Your Password is More Important Than You Think

A secure password is the equivalent of a good deadbolt on your door – it keeps the bad guys from getting in and stealing your stuff.  Most people wouldn’t think of leaving for the day without locking the house, and yet many people don’t give a lot of thought to creating a strong password.  The news is rife with tales of hacked websites and compromised information, and still, many people use “password” as their password.  (If you’re one of those people, keep reading.  This is information you need.)

password security

Don’t think it can’t happen to you, and don’t discount the seriousness of it.  Stolen or hacked passwords are the key that opens up a Pandora’s Box of problems and are a primary tool for identity theft, among other things.  Recently, Yahoo was hacked and over 400,000 usernames and passwords compromised, and prior to that, LinkedIn announced that their database had been hacked and millions of passwords were exposed.  Yes, millions.  Imagine the havoc that could be wreaked with a hack of that magnitude.
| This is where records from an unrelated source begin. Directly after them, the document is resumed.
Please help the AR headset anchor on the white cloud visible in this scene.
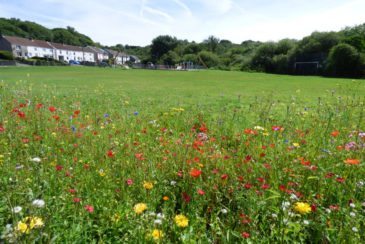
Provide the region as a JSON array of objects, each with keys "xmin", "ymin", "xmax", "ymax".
[{"xmin": 0, "ymin": 0, "xmax": 364, "ymax": 46}]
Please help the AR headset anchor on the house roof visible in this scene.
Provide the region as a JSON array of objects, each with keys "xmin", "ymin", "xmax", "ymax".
[
  {"xmin": 3, "ymin": 35, "xmax": 53, "ymax": 49},
  {"xmin": 105, "ymin": 49, "xmax": 128, "ymax": 57},
  {"xmin": 86, "ymin": 46, "xmax": 108, "ymax": 55},
  {"xmin": 49, "ymin": 42, "xmax": 85, "ymax": 52}
]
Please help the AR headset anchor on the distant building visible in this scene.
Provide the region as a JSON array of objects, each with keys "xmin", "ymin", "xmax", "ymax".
[
  {"xmin": 48, "ymin": 42, "xmax": 94, "ymax": 62},
  {"xmin": 85, "ymin": 46, "xmax": 109, "ymax": 63},
  {"xmin": 105, "ymin": 49, "xmax": 130, "ymax": 65},
  {"xmin": 0, "ymin": 35, "xmax": 139, "ymax": 65},
  {"xmin": 0, "ymin": 35, "xmax": 54, "ymax": 59}
]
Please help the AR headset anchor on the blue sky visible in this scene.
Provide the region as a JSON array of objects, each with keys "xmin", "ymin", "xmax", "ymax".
[{"xmin": 1, "ymin": 0, "xmax": 365, "ymax": 46}]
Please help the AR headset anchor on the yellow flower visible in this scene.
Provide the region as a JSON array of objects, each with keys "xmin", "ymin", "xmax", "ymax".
[
  {"xmin": 293, "ymin": 143, "xmax": 300, "ymax": 148},
  {"xmin": 134, "ymin": 203, "xmax": 147, "ymax": 214},
  {"xmin": 151, "ymin": 229, "xmax": 163, "ymax": 240},
  {"xmin": 111, "ymin": 213, "xmax": 121, "ymax": 222},
  {"xmin": 143, "ymin": 181, "xmax": 154, "ymax": 190},
  {"xmin": 293, "ymin": 202, "xmax": 311, "ymax": 214},
  {"xmin": 17, "ymin": 221, "xmax": 30, "ymax": 234},
  {"xmin": 99, "ymin": 169, "xmax": 106, "ymax": 177},
  {"xmin": 16, "ymin": 216, "xmax": 44, "ymax": 234},
  {"xmin": 163, "ymin": 196, "xmax": 169, "ymax": 201},
  {"xmin": 29, "ymin": 217, "xmax": 44, "ymax": 229},
  {"xmin": 174, "ymin": 214, "xmax": 189, "ymax": 228}
]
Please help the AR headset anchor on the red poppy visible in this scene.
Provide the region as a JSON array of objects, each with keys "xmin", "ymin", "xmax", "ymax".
[
  {"xmin": 135, "ymin": 153, "xmax": 145, "ymax": 160},
  {"xmin": 17, "ymin": 111, "xmax": 26, "ymax": 118},
  {"xmin": 0, "ymin": 125, "xmax": 4, "ymax": 133},
  {"xmin": 49, "ymin": 106, "xmax": 56, "ymax": 112},
  {"xmin": 107, "ymin": 150, "xmax": 114, "ymax": 158},
  {"xmin": 182, "ymin": 192, "xmax": 191, "ymax": 203},
  {"xmin": 36, "ymin": 103, "xmax": 43, "ymax": 109},
  {"xmin": 336, "ymin": 177, "xmax": 345, "ymax": 183},
  {"xmin": 84, "ymin": 205, "xmax": 94, "ymax": 213},
  {"xmin": 241, "ymin": 232, "xmax": 250, "ymax": 238},
  {"xmin": 55, "ymin": 165, "xmax": 63, "ymax": 171},
  {"xmin": 331, "ymin": 130, "xmax": 340, "ymax": 137},
  {"xmin": 199, "ymin": 123, "xmax": 208, "ymax": 133},
  {"xmin": 221, "ymin": 174, "xmax": 228, "ymax": 180},
  {"xmin": 190, "ymin": 168, "xmax": 202, "ymax": 178}
]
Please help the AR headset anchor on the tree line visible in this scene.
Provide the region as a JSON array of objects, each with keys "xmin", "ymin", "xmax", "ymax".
[{"xmin": 1, "ymin": 18, "xmax": 364, "ymax": 77}]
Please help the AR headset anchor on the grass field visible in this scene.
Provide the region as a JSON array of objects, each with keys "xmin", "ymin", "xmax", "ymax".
[{"xmin": 0, "ymin": 67, "xmax": 364, "ymax": 243}]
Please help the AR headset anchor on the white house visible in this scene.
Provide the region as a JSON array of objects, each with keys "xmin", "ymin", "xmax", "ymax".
[
  {"xmin": 49, "ymin": 42, "xmax": 95, "ymax": 62},
  {"xmin": 105, "ymin": 49, "xmax": 130, "ymax": 65},
  {"xmin": 85, "ymin": 46, "xmax": 109, "ymax": 63},
  {"xmin": 0, "ymin": 35, "xmax": 54, "ymax": 59}
]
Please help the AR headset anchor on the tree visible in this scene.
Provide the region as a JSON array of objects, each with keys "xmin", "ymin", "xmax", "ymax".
[
  {"xmin": 250, "ymin": 42, "xmax": 276, "ymax": 72},
  {"xmin": 204, "ymin": 35, "xmax": 220, "ymax": 53},
  {"xmin": 326, "ymin": 43, "xmax": 364, "ymax": 77},
  {"xmin": 160, "ymin": 50, "xmax": 180, "ymax": 65},
  {"xmin": 197, "ymin": 51, "xmax": 220, "ymax": 68},
  {"xmin": 150, "ymin": 35, "xmax": 178, "ymax": 63}
]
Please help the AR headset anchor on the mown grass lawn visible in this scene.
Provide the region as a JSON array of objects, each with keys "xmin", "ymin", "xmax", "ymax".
[{"xmin": 0, "ymin": 67, "xmax": 364, "ymax": 243}]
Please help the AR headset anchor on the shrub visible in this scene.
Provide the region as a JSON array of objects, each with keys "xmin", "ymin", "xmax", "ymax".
[
  {"xmin": 0, "ymin": 50, "xmax": 14, "ymax": 60},
  {"xmin": 326, "ymin": 43, "xmax": 365, "ymax": 77}
]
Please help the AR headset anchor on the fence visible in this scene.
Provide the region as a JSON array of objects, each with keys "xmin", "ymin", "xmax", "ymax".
[
  {"xmin": 132, "ymin": 63, "xmax": 205, "ymax": 71},
  {"xmin": 0, "ymin": 60, "xmax": 16, "ymax": 66}
]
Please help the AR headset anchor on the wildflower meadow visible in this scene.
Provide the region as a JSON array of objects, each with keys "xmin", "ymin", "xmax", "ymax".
[{"xmin": 0, "ymin": 67, "xmax": 364, "ymax": 243}]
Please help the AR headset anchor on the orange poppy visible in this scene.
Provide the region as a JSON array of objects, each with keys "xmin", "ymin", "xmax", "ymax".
[{"xmin": 344, "ymin": 158, "xmax": 360, "ymax": 165}]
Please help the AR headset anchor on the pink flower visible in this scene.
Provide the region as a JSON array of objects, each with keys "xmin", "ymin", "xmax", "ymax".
[
  {"xmin": 126, "ymin": 179, "xmax": 133, "ymax": 186},
  {"xmin": 84, "ymin": 205, "xmax": 94, "ymax": 213},
  {"xmin": 73, "ymin": 198, "xmax": 81, "ymax": 203},
  {"xmin": 197, "ymin": 189, "xmax": 205, "ymax": 195}
]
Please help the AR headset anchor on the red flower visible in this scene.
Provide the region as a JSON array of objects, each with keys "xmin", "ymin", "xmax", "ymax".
[
  {"xmin": 261, "ymin": 184, "xmax": 270, "ymax": 190},
  {"xmin": 197, "ymin": 189, "xmax": 205, "ymax": 195},
  {"xmin": 84, "ymin": 205, "xmax": 94, "ymax": 213},
  {"xmin": 36, "ymin": 103, "xmax": 43, "ymax": 109},
  {"xmin": 74, "ymin": 110, "xmax": 80, "ymax": 115},
  {"xmin": 22, "ymin": 138, "xmax": 30, "ymax": 143},
  {"xmin": 221, "ymin": 174, "xmax": 228, "ymax": 180},
  {"xmin": 331, "ymin": 130, "xmax": 340, "ymax": 137},
  {"xmin": 17, "ymin": 111, "xmax": 26, "ymax": 118},
  {"xmin": 73, "ymin": 198, "xmax": 81, "ymax": 203},
  {"xmin": 107, "ymin": 150, "xmax": 114, "ymax": 158},
  {"xmin": 69, "ymin": 189, "xmax": 77, "ymax": 194},
  {"xmin": 241, "ymin": 232, "xmax": 250, "ymax": 238},
  {"xmin": 55, "ymin": 165, "xmax": 63, "ymax": 171},
  {"xmin": 244, "ymin": 183, "xmax": 252, "ymax": 189},
  {"xmin": 0, "ymin": 125, "xmax": 4, "ymax": 133},
  {"xmin": 135, "ymin": 153, "xmax": 145, "ymax": 160},
  {"xmin": 49, "ymin": 106, "xmax": 56, "ymax": 112},
  {"xmin": 199, "ymin": 123, "xmax": 208, "ymax": 133},
  {"xmin": 190, "ymin": 168, "xmax": 202, "ymax": 178},
  {"xmin": 311, "ymin": 204, "xmax": 317, "ymax": 212},
  {"xmin": 182, "ymin": 192, "xmax": 191, "ymax": 203},
  {"xmin": 336, "ymin": 177, "xmax": 345, "ymax": 183}
]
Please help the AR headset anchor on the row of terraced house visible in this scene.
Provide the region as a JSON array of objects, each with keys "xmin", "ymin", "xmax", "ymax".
[{"xmin": 0, "ymin": 35, "xmax": 140, "ymax": 64}]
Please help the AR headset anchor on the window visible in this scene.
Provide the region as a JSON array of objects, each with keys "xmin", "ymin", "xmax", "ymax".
[
  {"xmin": 34, "ymin": 48, "xmax": 37, "ymax": 51},
  {"xmin": 16, "ymin": 45, "xmax": 21, "ymax": 50},
  {"xmin": 29, "ymin": 53, "xmax": 32, "ymax": 56},
  {"xmin": 43, "ymin": 48, "xmax": 46, "ymax": 51}
]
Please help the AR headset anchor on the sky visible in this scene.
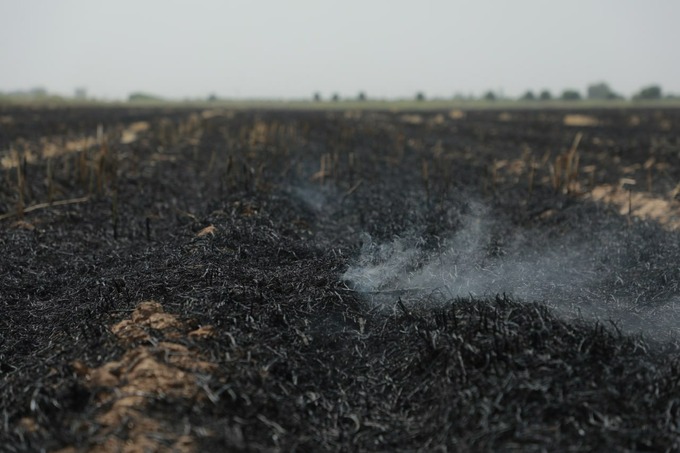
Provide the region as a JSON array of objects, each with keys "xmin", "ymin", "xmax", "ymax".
[{"xmin": 1, "ymin": 0, "xmax": 679, "ymax": 100}]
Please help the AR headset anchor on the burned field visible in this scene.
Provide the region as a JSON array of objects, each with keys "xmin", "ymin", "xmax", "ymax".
[{"xmin": 2, "ymin": 105, "xmax": 680, "ymax": 452}]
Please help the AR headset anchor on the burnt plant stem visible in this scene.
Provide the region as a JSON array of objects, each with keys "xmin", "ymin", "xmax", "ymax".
[
  {"xmin": 112, "ymin": 190, "xmax": 119, "ymax": 239},
  {"xmin": 422, "ymin": 159, "xmax": 430, "ymax": 205},
  {"xmin": 528, "ymin": 158, "xmax": 535, "ymax": 200},
  {"xmin": 16, "ymin": 155, "xmax": 25, "ymax": 219},
  {"xmin": 47, "ymin": 158, "xmax": 54, "ymax": 204}
]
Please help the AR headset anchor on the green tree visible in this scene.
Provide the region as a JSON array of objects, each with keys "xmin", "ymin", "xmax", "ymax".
[
  {"xmin": 561, "ymin": 89, "xmax": 581, "ymax": 101},
  {"xmin": 357, "ymin": 91, "xmax": 367, "ymax": 101},
  {"xmin": 634, "ymin": 85, "xmax": 662, "ymax": 100},
  {"xmin": 539, "ymin": 90, "xmax": 552, "ymax": 101},
  {"xmin": 415, "ymin": 92, "xmax": 426, "ymax": 101},
  {"xmin": 587, "ymin": 82, "xmax": 614, "ymax": 100},
  {"xmin": 331, "ymin": 93, "xmax": 340, "ymax": 102},
  {"xmin": 128, "ymin": 92, "xmax": 163, "ymax": 102},
  {"xmin": 483, "ymin": 91, "xmax": 496, "ymax": 101},
  {"xmin": 313, "ymin": 92, "xmax": 322, "ymax": 102},
  {"xmin": 520, "ymin": 90, "xmax": 535, "ymax": 101}
]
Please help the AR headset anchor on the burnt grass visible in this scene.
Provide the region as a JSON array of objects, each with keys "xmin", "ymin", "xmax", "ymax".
[{"xmin": 2, "ymin": 106, "xmax": 680, "ymax": 451}]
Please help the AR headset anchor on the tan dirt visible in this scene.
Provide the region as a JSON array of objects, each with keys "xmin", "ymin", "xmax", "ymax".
[
  {"xmin": 58, "ymin": 301, "xmax": 218, "ymax": 452},
  {"xmin": 590, "ymin": 184, "xmax": 680, "ymax": 230},
  {"xmin": 563, "ymin": 114, "xmax": 599, "ymax": 127}
]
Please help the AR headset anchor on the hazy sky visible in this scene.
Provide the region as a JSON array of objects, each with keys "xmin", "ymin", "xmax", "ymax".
[{"xmin": 1, "ymin": 0, "xmax": 678, "ymax": 100}]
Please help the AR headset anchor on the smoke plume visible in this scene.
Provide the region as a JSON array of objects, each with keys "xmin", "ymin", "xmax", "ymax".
[{"xmin": 343, "ymin": 202, "xmax": 680, "ymax": 339}]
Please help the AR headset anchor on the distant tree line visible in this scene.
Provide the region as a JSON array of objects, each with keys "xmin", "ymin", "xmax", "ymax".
[
  {"xmin": 0, "ymin": 87, "xmax": 68, "ymax": 102},
  {"xmin": 478, "ymin": 82, "xmax": 670, "ymax": 102},
  {"xmin": 307, "ymin": 83, "xmax": 675, "ymax": 103},
  {"xmin": 128, "ymin": 92, "xmax": 164, "ymax": 102},
  {"xmin": 0, "ymin": 83, "xmax": 675, "ymax": 104},
  {"xmin": 633, "ymin": 85, "xmax": 663, "ymax": 100}
]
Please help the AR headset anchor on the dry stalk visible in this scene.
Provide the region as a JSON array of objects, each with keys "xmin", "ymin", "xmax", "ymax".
[
  {"xmin": 312, "ymin": 154, "xmax": 331, "ymax": 184},
  {"xmin": 88, "ymin": 151, "xmax": 96, "ymax": 195},
  {"xmin": 643, "ymin": 157, "xmax": 655, "ymax": 192},
  {"xmin": 327, "ymin": 153, "xmax": 333, "ymax": 183},
  {"xmin": 332, "ymin": 152, "xmax": 339, "ymax": 181},
  {"xmin": 670, "ymin": 183, "xmax": 680, "ymax": 201},
  {"xmin": 348, "ymin": 152, "xmax": 355, "ymax": 184},
  {"xmin": 548, "ymin": 132, "xmax": 584, "ymax": 194},
  {"xmin": 242, "ymin": 163, "xmax": 251, "ymax": 191},
  {"xmin": 570, "ymin": 152, "xmax": 580, "ymax": 192},
  {"xmin": 319, "ymin": 154, "xmax": 326, "ymax": 185},
  {"xmin": 564, "ymin": 132, "xmax": 583, "ymax": 194},
  {"xmin": 111, "ymin": 188, "xmax": 119, "ymax": 239},
  {"xmin": 344, "ymin": 179, "xmax": 363, "ymax": 199},
  {"xmin": 47, "ymin": 158, "xmax": 54, "ymax": 203},
  {"xmin": 255, "ymin": 163, "xmax": 266, "ymax": 190},
  {"xmin": 108, "ymin": 147, "xmax": 119, "ymax": 194},
  {"xmin": 62, "ymin": 151, "xmax": 70, "ymax": 181},
  {"xmin": 549, "ymin": 157, "xmax": 561, "ymax": 192},
  {"xmin": 441, "ymin": 154, "xmax": 451, "ymax": 194},
  {"xmin": 582, "ymin": 165, "xmax": 597, "ymax": 191},
  {"xmin": 78, "ymin": 150, "xmax": 88, "ymax": 187},
  {"xmin": 490, "ymin": 160, "xmax": 498, "ymax": 193},
  {"xmin": 222, "ymin": 154, "xmax": 233, "ymax": 191},
  {"xmin": 422, "ymin": 159, "xmax": 430, "ymax": 202},
  {"xmin": 394, "ymin": 133, "xmax": 405, "ymax": 162},
  {"xmin": 527, "ymin": 157, "xmax": 535, "ymax": 199},
  {"xmin": 0, "ymin": 196, "xmax": 90, "ymax": 221},
  {"xmin": 208, "ymin": 148, "xmax": 217, "ymax": 172},
  {"xmin": 16, "ymin": 154, "xmax": 25, "ymax": 219},
  {"xmin": 97, "ymin": 140, "xmax": 110, "ymax": 194},
  {"xmin": 620, "ymin": 178, "xmax": 636, "ymax": 221},
  {"xmin": 541, "ymin": 150, "xmax": 551, "ymax": 167}
]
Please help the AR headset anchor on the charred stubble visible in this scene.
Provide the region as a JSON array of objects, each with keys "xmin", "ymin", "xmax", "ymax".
[{"xmin": 1, "ymin": 106, "xmax": 680, "ymax": 452}]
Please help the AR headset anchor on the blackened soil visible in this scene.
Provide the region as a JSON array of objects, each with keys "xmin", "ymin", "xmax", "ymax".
[{"xmin": 2, "ymin": 106, "xmax": 680, "ymax": 452}]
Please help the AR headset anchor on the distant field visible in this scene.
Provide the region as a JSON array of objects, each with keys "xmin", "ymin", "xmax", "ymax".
[{"xmin": 3, "ymin": 96, "xmax": 680, "ymax": 111}]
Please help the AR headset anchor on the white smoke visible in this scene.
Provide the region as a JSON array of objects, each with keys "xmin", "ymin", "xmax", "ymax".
[{"xmin": 343, "ymin": 202, "xmax": 680, "ymax": 338}]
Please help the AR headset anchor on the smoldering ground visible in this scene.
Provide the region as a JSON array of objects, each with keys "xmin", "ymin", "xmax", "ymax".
[
  {"xmin": 343, "ymin": 201, "xmax": 680, "ymax": 339},
  {"xmin": 4, "ymin": 107, "xmax": 680, "ymax": 452}
]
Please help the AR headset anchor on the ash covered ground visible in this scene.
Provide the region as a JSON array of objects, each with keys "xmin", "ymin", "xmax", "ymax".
[{"xmin": 2, "ymin": 106, "xmax": 680, "ymax": 451}]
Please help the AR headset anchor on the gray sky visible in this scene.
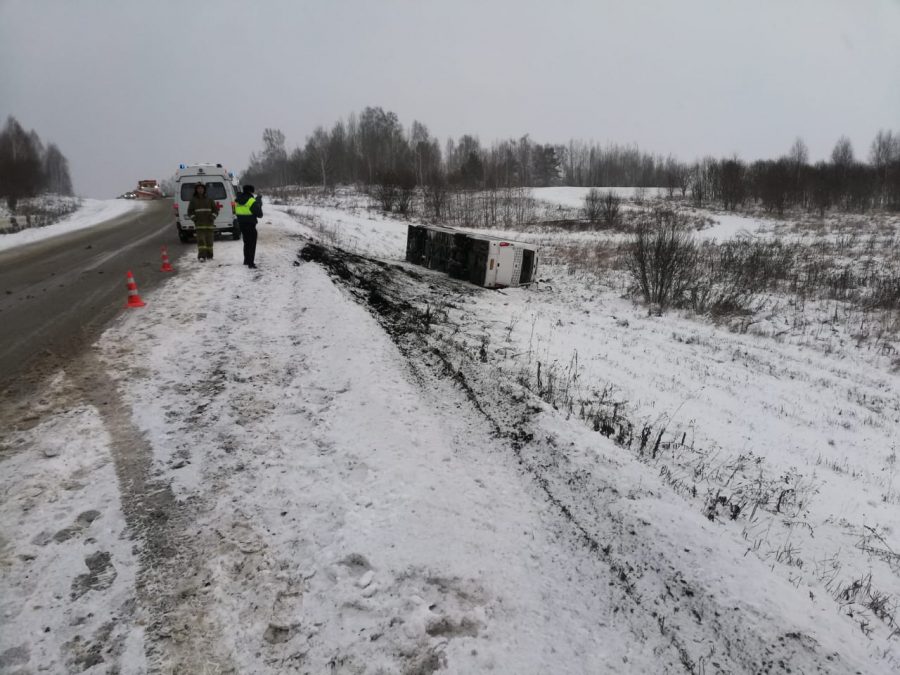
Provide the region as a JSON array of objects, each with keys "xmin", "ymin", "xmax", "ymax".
[{"xmin": 2, "ymin": 0, "xmax": 899, "ymax": 197}]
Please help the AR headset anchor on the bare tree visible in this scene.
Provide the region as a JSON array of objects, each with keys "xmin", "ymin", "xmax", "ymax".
[
  {"xmin": 870, "ymin": 130, "xmax": 897, "ymax": 207},
  {"xmin": 787, "ymin": 137, "xmax": 808, "ymax": 207},
  {"xmin": 788, "ymin": 137, "xmax": 808, "ymax": 167},
  {"xmin": 373, "ymin": 170, "xmax": 398, "ymax": 212},
  {"xmin": 720, "ymin": 158, "xmax": 745, "ymax": 210},
  {"xmin": 359, "ymin": 107, "xmax": 403, "ymax": 182},
  {"xmin": 831, "ymin": 136, "xmax": 854, "ymax": 167},
  {"xmin": 754, "ymin": 159, "xmax": 790, "ymax": 215},
  {"xmin": 263, "ymin": 128, "xmax": 288, "ymax": 185},
  {"xmin": 263, "ymin": 128, "xmax": 285, "ymax": 157},
  {"xmin": 410, "ymin": 120, "xmax": 430, "ymax": 185},
  {"xmin": 870, "ymin": 130, "xmax": 896, "ymax": 166},
  {"xmin": 690, "ymin": 162, "xmax": 706, "ymax": 207},
  {"xmin": 43, "ymin": 143, "xmax": 73, "ymax": 195},
  {"xmin": 394, "ymin": 166, "xmax": 417, "ymax": 216},
  {"xmin": 308, "ymin": 126, "xmax": 331, "ymax": 190},
  {"xmin": 831, "ymin": 136, "xmax": 855, "ymax": 210},
  {"xmin": 664, "ymin": 157, "xmax": 683, "ymax": 198},
  {"xmin": 242, "ymin": 128, "xmax": 293, "ymax": 188},
  {"xmin": 423, "ymin": 169, "xmax": 448, "ymax": 221},
  {"xmin": 600, "ymin": 190, "xmax": 621, "ymax": 225},
  {"xmin": 517, "ymin": 135, "xmax": 532, "ymax": 187},
  {"xmin": 809, "ymin": 162, "xmax": 834, "ymax": 216},
  {"xmin": 677, "ymin": 165, "xmax": 690, "ymax": 198},
  {"xmin": 0, "ymin": 116, "xmax": 44, "ymax": 211},
  {"xmin": 159, "ymin": 172, "xmax": 177, "ymax": 198}
]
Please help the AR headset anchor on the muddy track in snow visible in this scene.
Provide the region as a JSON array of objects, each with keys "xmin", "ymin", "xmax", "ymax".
[
  {"xmin": 299, "ymin": 241, "xmax": 856, "ymax": 675},
  {"xmin": 65, "ymin": 352, "xmax": 236, "ymax": 674}
]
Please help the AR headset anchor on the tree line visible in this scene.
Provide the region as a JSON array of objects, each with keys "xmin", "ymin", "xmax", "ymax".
[
  {"xmin": 687, "ymin": 134, "xmax": 900, "ymax": 215},
  {"xmin": 0, "ymin": 116, "xmax": 74, "ymax": 211},
  {"xmin": 241, "ymin": 106, "xmax": 900, "ymax": 215}
]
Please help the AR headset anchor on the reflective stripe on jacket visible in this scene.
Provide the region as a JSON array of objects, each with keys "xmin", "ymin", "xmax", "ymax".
[{"xmin": 187, "ymin": 196, "xmax": 219, "ymax": 227}]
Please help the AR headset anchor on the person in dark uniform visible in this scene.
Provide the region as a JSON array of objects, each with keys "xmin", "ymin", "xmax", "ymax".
[
  {"xmin": 234, "ymin": 185, "xmax": 263, "ymax": 268},
  {"xmin": 187, "ymin": 182, "xmax": 220, "ymax": 261}
]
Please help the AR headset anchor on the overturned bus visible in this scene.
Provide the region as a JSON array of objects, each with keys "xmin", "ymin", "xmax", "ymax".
[{"xmin": 406, "ymin": 225, "xmax": 538, "ymax": 289}]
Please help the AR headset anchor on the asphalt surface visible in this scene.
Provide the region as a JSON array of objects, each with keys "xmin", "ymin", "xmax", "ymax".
[{"xmin": 0, "ymin": 200, "xmax": 187, "ymax": 394}]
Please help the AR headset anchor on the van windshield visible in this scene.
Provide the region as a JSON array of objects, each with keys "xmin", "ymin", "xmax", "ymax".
[{"xmin": 181, "ymin": 182, "xmax": 227, "ymax": 200}]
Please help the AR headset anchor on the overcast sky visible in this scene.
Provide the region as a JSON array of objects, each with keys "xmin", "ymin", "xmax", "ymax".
[{"xmin": 2, "ymin": 0, "xmax": 899, "ymax": 197}]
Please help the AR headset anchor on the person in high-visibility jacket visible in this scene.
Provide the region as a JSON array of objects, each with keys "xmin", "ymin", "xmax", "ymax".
[
  {"xmin": 187, "ymin": 183, "xmax": 220, "ymax": 262},
  {"xmin": 234, "ymin": 185, "xmax": 263, "ymax": 268}
]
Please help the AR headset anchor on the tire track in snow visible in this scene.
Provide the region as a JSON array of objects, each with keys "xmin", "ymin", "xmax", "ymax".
[{"xmin": 68, "ymin": 351, "xmax": 236, "ymax": 673}]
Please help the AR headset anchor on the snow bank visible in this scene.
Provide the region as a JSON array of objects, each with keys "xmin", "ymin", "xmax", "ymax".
[
  {"xmin": 0, "ymin": 199, "xmax": 145, "ymax": 252},
  {"xmin": 281, "ymin": 202, "xmax": 410, "ymax": 259}
]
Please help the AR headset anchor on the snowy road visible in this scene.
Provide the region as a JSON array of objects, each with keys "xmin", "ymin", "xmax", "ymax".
[
  {"xmin": 0, "ymin": 200, "xmax": 177, "ymax": 395},
  {"xmin": 1, "ymin": 206, "xmax": 896, "ymax": 673}
]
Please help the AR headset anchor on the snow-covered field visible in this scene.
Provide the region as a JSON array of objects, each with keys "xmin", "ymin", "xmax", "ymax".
[
  {"xmin": 2, "ymin": 189, "xmax": 899, "ymax": 673},
  {"xmin": 532, "ymin": 186, "xmax": 661, "ymax": 208},
  {"xmin": 0, "ymin": 198, "xmax": 144, "ymax": 252},
  {"xmin": 531, "ymin": 186, "xmax": 773, "ymax": 241}
]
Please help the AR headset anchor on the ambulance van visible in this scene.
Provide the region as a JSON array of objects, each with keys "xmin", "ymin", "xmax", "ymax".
[{"xmin": 173, "ymin": 163, "xmax": 240, "ymax": 242}]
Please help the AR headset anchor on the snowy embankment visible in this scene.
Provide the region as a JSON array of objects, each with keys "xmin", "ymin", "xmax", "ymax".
[
  {"xmin": 92, "ymin": 217, "xmax": 665, "ymax": 673},
  {"xmin": 2, "ymin": 194, "xmax": 897, "ymax": 672},
  {"xmin": 0, "ymin": 199, "xmax": 144, "ymax": 252},
  {"xmin": 273, "ymin": 193, "xmax": 900, "ymax": 671}
]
Checking Your Email Address

Even if the only online account you have is your email account, you would be wise to check it to see if it’s been compromised.  A simple check of your email address at ShouldIChangeMyPassword.com will quickly assess the state of your email account and let you know if it’s one that’s been hacked.  If you’re one of the unfortunate many with a compromised account, you’ll be advised to change your password right away.  And if not, it’s still a good idea to change your password.  Online security experts recommend regular password changes, as often as every six months, no matter what.

No matter how careful you are about your online activity, there are hundreds of crooks and scammers out there looking for easy access into your personal information.  Don’t assume that every site offering to check the strength of a password or investigate your email account for hacking is on the up-and-up.  Many phishing emails and websites offering such checks are preying upon your concern about your online security.  Note that ShouldIChangeMyPassword.com only asks for your email address – not your password, or your bank account number, or the name of your first pet.  Any site asking for more information than your email address in order to check its security should be viewed with suspicion.  Reputable sites do not ask for any personal information to perform such a check.

Whether your email account has been compromised or not, take a good look at the passwords you’re using for your various online activities.  Now may be the time to create new, stronger passwords and get into the habit of changing them frequently.  It can make the difference between secure online activities and a disaster.